If we are serious about endeavouring to make the planet a better place for both humans and animals to live in, it is crucial that we pay attention to how we deal with our trash.
Littering can have a devastating impact on wildlife, especially wild birds. Below, we have set out a few examples of the consequences of litter for animal life.
The size of plastic and animal life
The RSPCA normally has to deal with around 14 calls a day that are about animals being hurt by litter. Overall, this could equate to around 5,000 calls a year.
Litter is extremely dangerous for animals and can cause them a variety of health problems. Plastic bottles, boxes, jars and containers may have originally contained food and drink that may smell good to an animal. The problem comes when an animal gets their head stuck within the plastic. This can lead to cuts, gouges or, sadly, death by asphyxiation.
If you want to try and help animals avoid this fate, and help animals that have already been hurt by this type of litter, one step that you might take is to sponsor an animal sanctuary. That way, you can do your part when it comes to protecting animals. It really is possible to help protect animals in need, without even leaving the comfort of your own home.
Eating plastic bags
Another issue with plastic comes from plastic bags. Whether they are big or small, animals can sometimes confuse plastic bags for food. Therefore, they may try to eat them.

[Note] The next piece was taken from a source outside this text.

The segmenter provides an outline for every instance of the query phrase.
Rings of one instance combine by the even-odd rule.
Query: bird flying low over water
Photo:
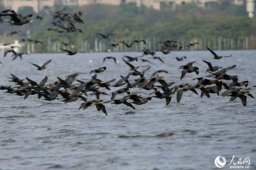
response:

Not only could this put the animal at risk of choking, but if the bag is successfully swallowed, it can cause stomach problems. This can include obstructing the stomach or bowels, which could ultimately be fatal. These problems can also occur if an animal swallows a material that is similar to plastic. This is why it is crucial that you know what you can do to help.
Sharp edges of cans
As many animals look for shelter during the night-time and colder months, it is very likely that they will go for something that resembles a cave. For some animals, they may see a metal can as such a shelter. They may go into the can in order to look for food. Metal cans tend to have very sharp edges, and an animal can easily cut themselves on the metal.
A fishing line that is left out in rivers, lakes or beaches can be a hazard for birds. Birds can be tangled in lines or get attached to the hook. This can be fatal.
Gum and birds
Gum can stick to anything. So, if an animal steps in it, or it gets attached to their fur, this can make movement or flying extremely difficult. The animal will not be able to remove the gum on their own, so they will need human help to get rid of it.
Hopefully, the above will have given you a sense of just how much danger is caused to animals by littering, caused by many humans that may not even stop to think about these risks. Here at Hopefield Animal Sanctuary, we believe strongly in being responsible about the impacts that we have on animal life – and we think you should be just as conscientious.